It was early to sleep for the gardener last night. It was a pretty exhausting day, by the end of it and the weighty adventures of Ratty, Toad, Mole and Badger hit me square in the face (no worries though: paperback) around 8 p.m.
Around 10:30, I stirred to some distant sound and realized there was a noise behind the fizzly hum of the air conditioner, and I grabbed the camera and tripod and went to sit outside for a while. I was sort of fuzzy from the sleeping, and formerly, I’d have called on that nicodemon (so foolishly believing I had him on the leash) to bring me out of dozeyness. I set up the tripod and sat back for the show, which woke me up just fine, thanks.
It’s an uncertain experience, anyway…the way the world is dark and nothing’s recognizable. Because of the early dozing and distraction by other things, I’d not lit candles in the garden, so there was no light along the fence to orient by.
At first I felt a little teased, as the biggest, baddest part of the storm seemed to be north of us, and since the porch faces south, I only saw reflections of those on the houses across the street, but damn, it looked intense.
In a sudden flash, I spied the sunflowers, dancing on the wind gusts, daisies spattered with rain, then dark. A few seconds later, the brilliant deep purple-blue of the clematis is revealed and the red of the gloriosa daisies…and then blackness again.

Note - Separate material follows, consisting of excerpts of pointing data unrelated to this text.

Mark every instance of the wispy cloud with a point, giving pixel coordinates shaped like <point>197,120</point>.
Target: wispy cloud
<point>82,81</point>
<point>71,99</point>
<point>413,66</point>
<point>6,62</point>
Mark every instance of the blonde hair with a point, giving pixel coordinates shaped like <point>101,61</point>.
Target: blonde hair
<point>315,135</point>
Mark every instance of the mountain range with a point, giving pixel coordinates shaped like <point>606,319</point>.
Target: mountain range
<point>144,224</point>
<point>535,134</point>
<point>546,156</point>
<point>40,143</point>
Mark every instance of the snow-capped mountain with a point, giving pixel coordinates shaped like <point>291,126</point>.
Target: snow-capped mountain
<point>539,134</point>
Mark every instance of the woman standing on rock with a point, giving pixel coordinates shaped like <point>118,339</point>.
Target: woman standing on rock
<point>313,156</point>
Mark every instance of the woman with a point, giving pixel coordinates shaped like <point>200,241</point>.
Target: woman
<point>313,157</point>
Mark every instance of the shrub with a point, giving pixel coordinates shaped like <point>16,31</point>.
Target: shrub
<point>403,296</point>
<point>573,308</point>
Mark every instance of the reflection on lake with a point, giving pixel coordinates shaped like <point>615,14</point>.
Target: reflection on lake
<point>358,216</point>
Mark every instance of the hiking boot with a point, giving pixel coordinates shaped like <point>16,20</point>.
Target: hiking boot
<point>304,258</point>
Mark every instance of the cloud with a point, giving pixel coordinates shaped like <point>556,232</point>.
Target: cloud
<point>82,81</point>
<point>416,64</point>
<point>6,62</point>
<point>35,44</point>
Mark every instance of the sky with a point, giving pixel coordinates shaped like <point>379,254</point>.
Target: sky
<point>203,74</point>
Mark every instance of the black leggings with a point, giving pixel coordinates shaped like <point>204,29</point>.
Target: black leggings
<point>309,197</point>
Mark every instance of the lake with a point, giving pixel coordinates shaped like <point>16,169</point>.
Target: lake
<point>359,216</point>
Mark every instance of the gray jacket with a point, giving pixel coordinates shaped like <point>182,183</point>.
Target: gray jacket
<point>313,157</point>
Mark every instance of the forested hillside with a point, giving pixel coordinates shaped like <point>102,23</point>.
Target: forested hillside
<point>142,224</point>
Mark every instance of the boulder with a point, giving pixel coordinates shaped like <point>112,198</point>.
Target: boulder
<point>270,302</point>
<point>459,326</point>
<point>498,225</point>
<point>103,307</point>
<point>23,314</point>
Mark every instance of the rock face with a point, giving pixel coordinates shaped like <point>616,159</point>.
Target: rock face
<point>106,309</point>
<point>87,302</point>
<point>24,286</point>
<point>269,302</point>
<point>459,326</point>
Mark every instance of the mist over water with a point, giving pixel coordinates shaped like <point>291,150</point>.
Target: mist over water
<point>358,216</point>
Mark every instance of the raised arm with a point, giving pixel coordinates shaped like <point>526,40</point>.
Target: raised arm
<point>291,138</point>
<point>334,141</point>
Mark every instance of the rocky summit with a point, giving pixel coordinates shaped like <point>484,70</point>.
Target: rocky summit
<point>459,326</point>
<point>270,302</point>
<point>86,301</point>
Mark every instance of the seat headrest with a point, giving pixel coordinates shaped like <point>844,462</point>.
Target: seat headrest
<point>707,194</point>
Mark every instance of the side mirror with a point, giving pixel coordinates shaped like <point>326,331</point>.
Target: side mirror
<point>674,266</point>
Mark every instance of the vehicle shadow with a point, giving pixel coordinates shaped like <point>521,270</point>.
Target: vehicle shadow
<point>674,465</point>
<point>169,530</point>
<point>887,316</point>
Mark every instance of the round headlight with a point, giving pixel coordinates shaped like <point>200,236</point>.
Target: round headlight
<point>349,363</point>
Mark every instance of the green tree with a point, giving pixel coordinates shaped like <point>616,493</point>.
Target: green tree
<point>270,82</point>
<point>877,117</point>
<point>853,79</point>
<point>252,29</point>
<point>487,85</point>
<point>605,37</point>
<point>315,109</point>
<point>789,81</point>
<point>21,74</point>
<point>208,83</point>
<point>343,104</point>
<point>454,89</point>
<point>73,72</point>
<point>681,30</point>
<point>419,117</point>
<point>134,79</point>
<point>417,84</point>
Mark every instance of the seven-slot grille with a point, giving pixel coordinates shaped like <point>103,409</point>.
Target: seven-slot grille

Tendrils of electricity dance across the sky, turning everything purple-white. The rumbles of thunder occasionally roaring. The urgent rustling sound of the rain soaking the garden and the grass and the trees and the street.
Of course, some wonderful aspect of Murphy’s law dictated that some of the best bits of visible lightning happened as I was shutting off the camera or just before I turned it on. But I still got some good glimpses of the experience. That they are screen caps from digital video means they don’t enlarge very well.